The general meeting of shareholders is the authority of the company, and the general meeting of shareholders is the authority of the company according to law. It exercises the following functions and powers according to law:
…… ……
(12) Review and approval error! Reference (XII) approval error not found! Reference source not found. Specified guarantee matters; Source. Specified guarantee matters;
…… ……
(17) Make a resolution on the acquisition of the company’s shares due to the circumstances specified in items (I) and (II) of Article 24 and Article 41 of the articles of association in Article 23 (17) of the articles of Association; Make a resolution to purchase shares of the company;
…… ……
The general meeting of shareholders shall not delegate the statutory functions and powers exercised by the general meeting of shareholders to the board of directors. The board of directors is authorized to exercise the functions and powers illegally determined by the shareholders’ meeting. The functions and powers that are illegally determined to be exercised by the general meeting of shareholders can be exercised by the general meeting of shareholders. The functions and powers that can be exercised by the general meeting of shareholders can be delegated to the board of directors after being deliberated and approved by the general meeting of shareholders. The contents of the authorization shall be clear and specific. Specific.

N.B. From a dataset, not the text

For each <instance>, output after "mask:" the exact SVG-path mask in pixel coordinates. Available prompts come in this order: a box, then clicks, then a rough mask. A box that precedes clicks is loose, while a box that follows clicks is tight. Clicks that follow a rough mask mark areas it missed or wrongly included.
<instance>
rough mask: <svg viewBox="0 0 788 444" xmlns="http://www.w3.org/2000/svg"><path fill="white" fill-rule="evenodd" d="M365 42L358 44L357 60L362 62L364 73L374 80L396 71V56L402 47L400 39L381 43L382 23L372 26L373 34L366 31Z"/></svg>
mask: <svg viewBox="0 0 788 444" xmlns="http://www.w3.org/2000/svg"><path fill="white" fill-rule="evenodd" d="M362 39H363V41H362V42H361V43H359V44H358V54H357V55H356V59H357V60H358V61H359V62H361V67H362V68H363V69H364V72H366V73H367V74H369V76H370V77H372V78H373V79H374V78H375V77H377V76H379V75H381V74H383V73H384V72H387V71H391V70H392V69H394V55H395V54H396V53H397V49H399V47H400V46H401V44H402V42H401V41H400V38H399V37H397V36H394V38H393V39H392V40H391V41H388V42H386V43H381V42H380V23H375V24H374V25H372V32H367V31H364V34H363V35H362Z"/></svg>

If the board of supervisors or shareholders decide to convene the general meeting of shareholders on their own, they shall notify the board of directors in writing. At the same time, if they decide to convene the general meeting of shareholders on their own, they shall notify the board of directors in writing, At the same time, it shall be filed with the dispatched office of the CSRC and the stock exchange where the company is located. Case.
Before the announcement of the resolution of the general meeting of shareholders, convene the shareholders to hold the resolution. Before the announcement of the resolution of the general meeting of shareholders, convene the shareholders to hold Article 51
The proportion of shares shall not be less than 10%.